27 nov, 2015 - 20:06 • João Carlos Malta
Ana Sofia Antunes (da secretária de Estado da Inclusão das Pessoas com Deficiência) é amblíope. Francisca Van Dunem (ministra da Justiça) negra. Carlos Miguel é cigano (secretário de Estado das Autarquias Locais). Em comum têm uma ligação, vão pertencer ao XXI Governo. Todos abrem portas até agora fechadas às minorias étnicas e às pessoas com deficiência. A comunicação social desatou a destacar estes factos e houve títulos a “incendiar” as redes sociais.
O Alto Comissário Adjunto para a Imigração e Minorias Étnicas, Rui Marques, e a presidente da Associação Portuguesa de Deficientes (APD), Ana Luísa Sesudo, concordam que depois do primeiro impacto destas novidades está na altura de recentrar o debate. “O que interessa é a competência profissional”.
“Além da dimensão simbólica evidente, o que importa sublinhar é que os diferentes membros dos governos pertencentes a minorias étnicas são profissionais competentes e com provas dadas e, por isso, elegíveis para o cargo que ocupam. Foram escolhidos pelo primeiro-ministro pelas competências específicas”, garante Rui Marques.
Ana Luísa Sesudo não evita soltar a exclamação. “Já não era sem tempo!”. “Estamos em pleno século XXI e ainda não havia no Governo alguém com deficiência”, defende a líder da APD.
Sesudo pensa que, infelizmente, esta marca política ainda não tem paralelo na sociedade. “Não há abertura a empregar pessoas com deficiência. Portugal ainda não dá as mesmas oportunidades. O acesso ao mercado de trabalho é muito difícil”, lamenta. “Continuamos a achar que uma situação destas [a nomeação de uma pessoa com deficiência para o Governo] é extraordinária”.
Rui Marques acredita que este foi um passo importante para que o exercício do poder não se seleccione “a partir desta ou daquela característica mas também não exclua”. E conclui: “Isto não é artificial. As três pessoas são competentes, têm provas dadas e experiência na área. Têm um currículo que fala por ele próprio”, sublinha.
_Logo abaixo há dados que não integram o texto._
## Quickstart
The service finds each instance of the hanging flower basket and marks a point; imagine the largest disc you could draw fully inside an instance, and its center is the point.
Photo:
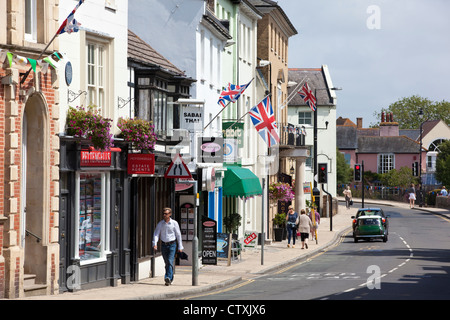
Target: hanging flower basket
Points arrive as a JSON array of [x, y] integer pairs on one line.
[[140, 133], [280, 191], [89, 124]]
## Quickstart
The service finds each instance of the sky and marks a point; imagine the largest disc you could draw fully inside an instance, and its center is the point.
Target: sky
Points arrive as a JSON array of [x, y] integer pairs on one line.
[[377, 51]]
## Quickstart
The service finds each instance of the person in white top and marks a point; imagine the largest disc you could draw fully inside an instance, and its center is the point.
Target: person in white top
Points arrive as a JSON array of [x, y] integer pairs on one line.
[[169, 232]]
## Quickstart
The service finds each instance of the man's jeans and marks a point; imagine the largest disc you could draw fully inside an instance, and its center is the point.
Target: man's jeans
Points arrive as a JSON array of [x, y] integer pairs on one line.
[[168, 253]]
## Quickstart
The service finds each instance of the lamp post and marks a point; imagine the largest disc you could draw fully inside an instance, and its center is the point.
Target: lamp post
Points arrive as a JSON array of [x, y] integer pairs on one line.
[[420, 159]]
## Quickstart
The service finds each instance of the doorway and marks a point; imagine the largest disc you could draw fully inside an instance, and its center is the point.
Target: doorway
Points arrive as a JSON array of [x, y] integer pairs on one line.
[[34, 188]]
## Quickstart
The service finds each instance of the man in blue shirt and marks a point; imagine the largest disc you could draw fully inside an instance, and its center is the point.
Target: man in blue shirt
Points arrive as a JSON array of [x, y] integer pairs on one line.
[[169, 232]]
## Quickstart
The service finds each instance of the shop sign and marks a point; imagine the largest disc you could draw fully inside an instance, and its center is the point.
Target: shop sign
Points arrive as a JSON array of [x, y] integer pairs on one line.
[[210, 150], [95, 158], [141, 163], [209, 241]]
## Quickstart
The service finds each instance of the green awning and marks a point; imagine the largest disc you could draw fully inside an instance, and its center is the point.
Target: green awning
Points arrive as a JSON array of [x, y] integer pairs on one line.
[[241, 182]]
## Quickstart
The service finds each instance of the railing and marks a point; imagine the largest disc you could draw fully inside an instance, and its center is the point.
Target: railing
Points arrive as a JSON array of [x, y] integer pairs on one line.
[[292, 136], [29, 233]]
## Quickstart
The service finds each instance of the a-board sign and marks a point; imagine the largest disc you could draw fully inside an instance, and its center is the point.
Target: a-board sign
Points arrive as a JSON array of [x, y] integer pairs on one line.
[[209, 241]]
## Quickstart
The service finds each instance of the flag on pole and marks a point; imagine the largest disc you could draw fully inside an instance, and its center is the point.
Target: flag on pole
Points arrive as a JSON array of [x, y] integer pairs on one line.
[[263, 119], [70, 24], [308, 96], [232, 93]]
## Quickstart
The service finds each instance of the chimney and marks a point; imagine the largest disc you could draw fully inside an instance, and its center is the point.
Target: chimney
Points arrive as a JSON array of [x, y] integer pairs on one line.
[[389, 128], [359, 123]]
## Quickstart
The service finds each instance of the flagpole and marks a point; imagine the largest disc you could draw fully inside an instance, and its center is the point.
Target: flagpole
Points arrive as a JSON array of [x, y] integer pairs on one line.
[[25, 76], [225, 107], [245, 114], [48, 45], [216, 116]]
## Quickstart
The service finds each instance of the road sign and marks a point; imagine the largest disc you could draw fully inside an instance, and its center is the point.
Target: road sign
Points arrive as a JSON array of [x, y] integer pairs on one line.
[[178, 169]]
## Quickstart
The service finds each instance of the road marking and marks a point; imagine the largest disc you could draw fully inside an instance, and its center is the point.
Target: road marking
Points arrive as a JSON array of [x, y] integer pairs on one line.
[[366, 284]]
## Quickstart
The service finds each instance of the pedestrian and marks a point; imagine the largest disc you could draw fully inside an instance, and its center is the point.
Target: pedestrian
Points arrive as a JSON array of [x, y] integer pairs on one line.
[[412, 196], [168, 230], [348, 197], [304, 226], [292, 222], [315, 222]]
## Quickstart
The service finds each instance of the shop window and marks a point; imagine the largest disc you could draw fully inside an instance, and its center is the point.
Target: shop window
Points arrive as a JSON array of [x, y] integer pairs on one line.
[[92, 210]]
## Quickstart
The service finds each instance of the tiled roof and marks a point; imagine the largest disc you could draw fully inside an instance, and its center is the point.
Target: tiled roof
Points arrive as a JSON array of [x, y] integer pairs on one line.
[[315, 79], [142, 52]]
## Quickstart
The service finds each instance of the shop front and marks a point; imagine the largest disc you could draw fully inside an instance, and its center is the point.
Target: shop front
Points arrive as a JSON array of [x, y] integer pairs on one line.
[[94, 217]]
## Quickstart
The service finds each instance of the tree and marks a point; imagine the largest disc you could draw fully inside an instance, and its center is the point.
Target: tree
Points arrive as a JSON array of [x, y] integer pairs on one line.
[[344, 174], [406, 111], [443, 163]]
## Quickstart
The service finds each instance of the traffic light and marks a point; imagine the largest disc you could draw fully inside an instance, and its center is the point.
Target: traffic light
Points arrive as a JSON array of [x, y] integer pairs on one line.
[[323, 173], [358, 172]]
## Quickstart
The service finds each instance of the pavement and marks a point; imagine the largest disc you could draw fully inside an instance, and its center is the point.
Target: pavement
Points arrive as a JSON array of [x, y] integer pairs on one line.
[[276, 257]]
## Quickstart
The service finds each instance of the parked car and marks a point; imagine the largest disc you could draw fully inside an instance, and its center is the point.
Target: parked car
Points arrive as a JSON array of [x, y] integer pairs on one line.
[[370, 227], [371, 212]]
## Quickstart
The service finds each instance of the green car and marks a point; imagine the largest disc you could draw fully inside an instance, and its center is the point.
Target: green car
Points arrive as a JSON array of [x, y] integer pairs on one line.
[[370, 227]]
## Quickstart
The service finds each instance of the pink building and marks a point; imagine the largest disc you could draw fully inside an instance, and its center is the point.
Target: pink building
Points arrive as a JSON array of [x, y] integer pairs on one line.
[[382, 149]]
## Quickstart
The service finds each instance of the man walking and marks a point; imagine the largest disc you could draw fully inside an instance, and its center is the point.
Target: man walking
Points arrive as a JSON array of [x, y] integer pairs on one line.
[[169, 232]]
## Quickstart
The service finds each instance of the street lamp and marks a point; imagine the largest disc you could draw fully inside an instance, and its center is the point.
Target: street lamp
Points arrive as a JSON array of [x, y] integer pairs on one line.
[[420, 159]]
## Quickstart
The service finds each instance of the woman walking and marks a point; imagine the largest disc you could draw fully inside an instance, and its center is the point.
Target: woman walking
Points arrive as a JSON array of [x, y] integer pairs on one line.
[[304, 227], [412, 196], [291, 219], [348, 197]]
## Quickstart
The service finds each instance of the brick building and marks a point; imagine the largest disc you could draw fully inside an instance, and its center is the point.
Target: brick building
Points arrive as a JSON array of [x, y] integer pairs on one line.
[[29, 174]]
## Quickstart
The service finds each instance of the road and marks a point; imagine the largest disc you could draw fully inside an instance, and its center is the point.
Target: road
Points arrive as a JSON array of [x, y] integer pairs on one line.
[[413, 264]]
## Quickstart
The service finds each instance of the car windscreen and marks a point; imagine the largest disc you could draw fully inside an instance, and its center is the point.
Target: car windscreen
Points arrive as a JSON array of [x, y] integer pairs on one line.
[[369, 222]]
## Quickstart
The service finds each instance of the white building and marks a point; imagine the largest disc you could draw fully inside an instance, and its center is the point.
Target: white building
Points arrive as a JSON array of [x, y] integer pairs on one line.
[[300, 114]]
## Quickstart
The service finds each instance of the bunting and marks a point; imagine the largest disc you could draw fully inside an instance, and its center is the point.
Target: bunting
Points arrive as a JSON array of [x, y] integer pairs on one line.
[[21, 61]]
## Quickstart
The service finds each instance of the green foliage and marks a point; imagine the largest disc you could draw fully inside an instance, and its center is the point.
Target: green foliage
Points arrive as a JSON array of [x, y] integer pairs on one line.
[[280, 219], [89, 124], [140, 133], [443, 163], [406, 111], [232, 222]]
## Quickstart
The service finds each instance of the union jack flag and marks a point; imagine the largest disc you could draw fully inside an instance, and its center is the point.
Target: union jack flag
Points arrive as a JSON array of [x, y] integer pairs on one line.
[[70, 24], [263, 119], [232, 93], [308, 96]]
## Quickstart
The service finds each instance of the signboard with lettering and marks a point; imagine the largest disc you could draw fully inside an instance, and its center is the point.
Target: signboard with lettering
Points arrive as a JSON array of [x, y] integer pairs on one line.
[[191, 118], [141, 163], [209, 241], [250, 239], [95, 158], [210, 150]]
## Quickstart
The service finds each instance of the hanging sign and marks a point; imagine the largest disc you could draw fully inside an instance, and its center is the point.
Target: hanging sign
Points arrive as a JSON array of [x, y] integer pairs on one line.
[[95, 158], [209, 241], [141, 163], [178, 169]]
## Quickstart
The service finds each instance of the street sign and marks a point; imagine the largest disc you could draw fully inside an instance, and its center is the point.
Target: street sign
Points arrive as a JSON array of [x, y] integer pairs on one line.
[[178, 169]]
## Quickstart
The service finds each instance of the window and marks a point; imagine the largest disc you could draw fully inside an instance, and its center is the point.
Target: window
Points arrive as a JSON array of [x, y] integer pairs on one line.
[[434, 146], [92, 212], [385, 162], [30, 20], [305, 118], [96, 75]]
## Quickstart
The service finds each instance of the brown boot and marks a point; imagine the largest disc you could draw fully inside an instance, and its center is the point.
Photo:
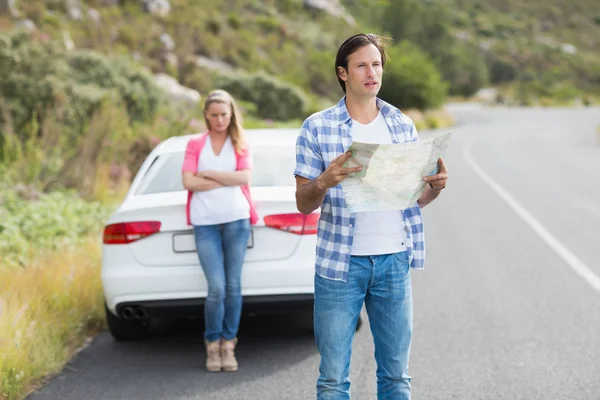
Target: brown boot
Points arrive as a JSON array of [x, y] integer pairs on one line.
[[228, 355], [213, 356]]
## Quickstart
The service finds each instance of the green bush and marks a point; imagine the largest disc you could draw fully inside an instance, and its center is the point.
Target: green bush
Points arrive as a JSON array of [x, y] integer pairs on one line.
[[44, 82], [464, 68], [411, 80], [273, 98], [44, 224]]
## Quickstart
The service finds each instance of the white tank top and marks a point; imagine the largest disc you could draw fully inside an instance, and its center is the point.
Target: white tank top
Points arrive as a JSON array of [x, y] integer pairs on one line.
[[376, 232], [221, 205]]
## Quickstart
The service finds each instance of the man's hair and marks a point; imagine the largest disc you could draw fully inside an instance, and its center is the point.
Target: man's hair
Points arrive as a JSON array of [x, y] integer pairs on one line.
[[354, 43]]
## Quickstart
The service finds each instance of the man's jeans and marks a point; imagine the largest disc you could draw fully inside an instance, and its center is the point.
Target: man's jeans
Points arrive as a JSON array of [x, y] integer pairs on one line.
[[221, 250], [383, 284]]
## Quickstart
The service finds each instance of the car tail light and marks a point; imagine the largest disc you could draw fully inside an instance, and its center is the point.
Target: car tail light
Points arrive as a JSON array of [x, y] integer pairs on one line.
[[297, 223], [127, 232]]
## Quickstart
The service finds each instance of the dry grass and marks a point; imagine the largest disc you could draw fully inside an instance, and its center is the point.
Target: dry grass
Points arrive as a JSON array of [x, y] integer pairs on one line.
[[46, 312]]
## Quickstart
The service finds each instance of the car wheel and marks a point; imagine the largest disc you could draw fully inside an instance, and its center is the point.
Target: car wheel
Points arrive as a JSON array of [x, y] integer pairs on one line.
[[124, 330]]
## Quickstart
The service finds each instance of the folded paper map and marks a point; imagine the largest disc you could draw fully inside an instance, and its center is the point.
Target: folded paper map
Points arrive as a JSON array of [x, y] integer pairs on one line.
[[392, 175]]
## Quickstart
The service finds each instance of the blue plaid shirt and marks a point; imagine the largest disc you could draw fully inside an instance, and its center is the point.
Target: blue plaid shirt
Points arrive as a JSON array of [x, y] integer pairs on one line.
[[324, 136]]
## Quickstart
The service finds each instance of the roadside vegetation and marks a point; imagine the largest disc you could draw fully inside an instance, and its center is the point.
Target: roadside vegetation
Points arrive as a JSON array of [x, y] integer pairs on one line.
[[80, 108]]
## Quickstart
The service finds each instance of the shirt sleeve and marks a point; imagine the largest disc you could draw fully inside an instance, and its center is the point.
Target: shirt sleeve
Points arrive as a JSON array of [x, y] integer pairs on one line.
[[246, 159], [413, 134], [309, 161], [191, 157]]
Os media sabem tratar estes casos?
O destaque dado pelos meios de comunicação às características distintivas destes novos governantes, que puseram a cor da pele, a etnia ou a deficiência em destaque, gera a repreensão de Rui Marques e Ana Luísa Sesudo.
Rui Marques questionado sobre se a utilização do termo cega, cigano e negra o choca, respondeu: "Tento sempre fugir aos julgamentos porque é fácil e perigoso. Mas é evidente que quando lemos algumas notícias nos sentimos chocados como elas estão estruturadas e o que está subjacente à utilização das palavras e do tom”.
Ana Luísa Sesudo também lamenta a forma como determinados jornais trataram esta questão. “Achamos que em pleno seculo XXI entrar em considerações em relação às pessoas tendo em conta a sua situação física, etnia ou religião é absurdo e sintoma de que a nossa sociedade precisa de evoluir muito”, menciona.
Tendência ou epifenómeno?
Mas chegados a dia 26 de Novembro de 2015, a nomeação do novo Governo fez do XXI pioneiro em muitas questões na área das minorias e da inclusão. Pelo menos do ponto de vista formal. Mas esta é uma tendência que tem estrutura para se manter no futuro. Ou apenas um caso que acontece e não se repete?
Sesudo crê que se têm de dar mais passos. Espera que no futuro se dê outras pastas governativas a deficientes que não tenham exclusivamente a ver com a sua condição.
“As pessoas com deficiência podem exercer funções em qualquer área”, enfatiza.